JAKARTA || Bedanews.com – Sinergitas TNI AL, Badan Narkotika Nasional Republik Indonesia (BNN RI) dan Direktorat Jenderal, Bea dan Cukai, serta Polda Kepri berhasil menggagalkan upaya penyelundupan narkotika jenis sabu dalam jumlah barang bukti sabu terbesar sepanjang sejarah Indonesia, yaitu seberat 2.000.000 (dua juta) gram atau 2 ton. Dua Kapal Perang TNI AL, KRI Surik-645 dan KRI Silea-858 turut berperan dalam penggagalan yang terjadi di Selatan Tanjung Piai, Perbatasan RI-Malaysia, Rabu (21/5).

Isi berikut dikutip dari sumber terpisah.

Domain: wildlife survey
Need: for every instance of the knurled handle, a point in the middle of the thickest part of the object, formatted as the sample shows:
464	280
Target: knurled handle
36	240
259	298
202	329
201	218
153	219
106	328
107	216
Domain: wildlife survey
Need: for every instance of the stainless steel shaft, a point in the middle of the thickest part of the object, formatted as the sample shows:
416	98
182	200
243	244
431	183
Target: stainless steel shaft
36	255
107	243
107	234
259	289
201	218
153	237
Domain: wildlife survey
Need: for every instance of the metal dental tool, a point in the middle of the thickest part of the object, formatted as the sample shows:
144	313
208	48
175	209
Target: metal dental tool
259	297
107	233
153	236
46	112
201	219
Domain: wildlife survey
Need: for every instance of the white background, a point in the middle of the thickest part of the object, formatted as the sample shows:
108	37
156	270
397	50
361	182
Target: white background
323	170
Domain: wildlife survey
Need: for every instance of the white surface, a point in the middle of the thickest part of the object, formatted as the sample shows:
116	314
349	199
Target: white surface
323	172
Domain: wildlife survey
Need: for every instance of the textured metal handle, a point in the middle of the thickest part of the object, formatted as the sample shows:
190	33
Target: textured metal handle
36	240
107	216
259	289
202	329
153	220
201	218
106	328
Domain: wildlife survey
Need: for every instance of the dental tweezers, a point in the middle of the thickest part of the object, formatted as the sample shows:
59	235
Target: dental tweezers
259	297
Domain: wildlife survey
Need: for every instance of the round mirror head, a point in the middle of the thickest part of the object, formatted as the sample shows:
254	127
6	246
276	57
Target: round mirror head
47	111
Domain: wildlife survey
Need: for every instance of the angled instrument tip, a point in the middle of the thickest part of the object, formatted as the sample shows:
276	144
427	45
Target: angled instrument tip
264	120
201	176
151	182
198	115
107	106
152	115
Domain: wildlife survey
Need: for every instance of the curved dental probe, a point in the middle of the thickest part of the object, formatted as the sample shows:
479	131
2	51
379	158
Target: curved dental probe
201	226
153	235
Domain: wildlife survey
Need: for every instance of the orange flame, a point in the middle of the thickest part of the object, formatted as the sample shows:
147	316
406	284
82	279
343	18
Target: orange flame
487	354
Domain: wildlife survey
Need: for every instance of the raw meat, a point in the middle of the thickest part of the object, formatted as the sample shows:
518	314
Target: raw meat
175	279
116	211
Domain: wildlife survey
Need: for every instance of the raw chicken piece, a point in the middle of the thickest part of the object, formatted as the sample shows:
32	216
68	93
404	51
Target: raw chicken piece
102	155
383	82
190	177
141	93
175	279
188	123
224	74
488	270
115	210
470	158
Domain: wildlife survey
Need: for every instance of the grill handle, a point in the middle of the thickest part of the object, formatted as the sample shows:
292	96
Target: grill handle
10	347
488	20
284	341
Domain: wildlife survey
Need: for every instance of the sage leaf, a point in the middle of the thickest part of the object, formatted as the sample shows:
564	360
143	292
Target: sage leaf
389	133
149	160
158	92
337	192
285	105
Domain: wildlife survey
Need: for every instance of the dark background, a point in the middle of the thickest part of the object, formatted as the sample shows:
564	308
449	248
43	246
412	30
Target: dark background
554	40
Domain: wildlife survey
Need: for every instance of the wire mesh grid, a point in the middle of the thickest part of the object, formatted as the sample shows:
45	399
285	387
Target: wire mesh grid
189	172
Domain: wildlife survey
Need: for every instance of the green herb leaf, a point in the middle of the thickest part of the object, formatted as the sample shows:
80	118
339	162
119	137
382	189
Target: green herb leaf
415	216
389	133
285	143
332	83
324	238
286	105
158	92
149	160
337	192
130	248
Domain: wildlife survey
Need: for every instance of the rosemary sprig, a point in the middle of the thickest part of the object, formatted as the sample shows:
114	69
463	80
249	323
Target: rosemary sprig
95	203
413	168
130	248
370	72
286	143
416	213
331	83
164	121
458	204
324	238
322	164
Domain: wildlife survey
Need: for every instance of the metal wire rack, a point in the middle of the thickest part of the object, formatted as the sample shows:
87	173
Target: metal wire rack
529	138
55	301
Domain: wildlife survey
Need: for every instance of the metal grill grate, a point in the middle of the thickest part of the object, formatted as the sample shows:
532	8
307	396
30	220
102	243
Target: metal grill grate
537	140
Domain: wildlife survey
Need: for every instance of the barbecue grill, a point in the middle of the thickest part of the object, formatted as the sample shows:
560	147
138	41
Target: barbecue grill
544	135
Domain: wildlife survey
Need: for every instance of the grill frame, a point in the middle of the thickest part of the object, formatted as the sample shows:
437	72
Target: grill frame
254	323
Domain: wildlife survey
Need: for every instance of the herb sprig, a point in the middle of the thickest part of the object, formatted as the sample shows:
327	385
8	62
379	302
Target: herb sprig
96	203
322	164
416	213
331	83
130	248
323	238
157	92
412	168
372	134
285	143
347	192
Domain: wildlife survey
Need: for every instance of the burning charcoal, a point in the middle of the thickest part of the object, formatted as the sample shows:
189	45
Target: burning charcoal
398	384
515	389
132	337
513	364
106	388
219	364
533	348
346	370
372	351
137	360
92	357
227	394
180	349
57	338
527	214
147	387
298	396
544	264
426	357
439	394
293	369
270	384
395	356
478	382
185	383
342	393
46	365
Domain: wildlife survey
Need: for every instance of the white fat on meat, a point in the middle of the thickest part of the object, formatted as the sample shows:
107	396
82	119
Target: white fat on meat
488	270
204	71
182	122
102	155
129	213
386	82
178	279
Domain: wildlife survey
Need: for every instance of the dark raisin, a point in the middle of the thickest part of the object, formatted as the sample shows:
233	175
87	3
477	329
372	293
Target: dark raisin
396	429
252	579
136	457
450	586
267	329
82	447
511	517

Dalam pengungkapan kasus ini, diamankan enam orang tersangka yang terdiri dari empat orang warga negara Indonesia (WNI), yakni HS, LC, FR, dan RH. Sementara ada dua warga negara asing (WNA) asal Thailand, berinisial WP dan TL.
Pengungkapan kasus ini, berawal dari informasi penyelundupan sabu yang akan melintas di wilayah perairan Indonesia dengan menggunakan kapal tanker tersebut diperoleh melalui laporan intelijen yang kemudian diolah dengan proses analisa hingga Tim Gabungan melakukan pemetaan dan observasi di sepanjang perairan Kepulauan Riau.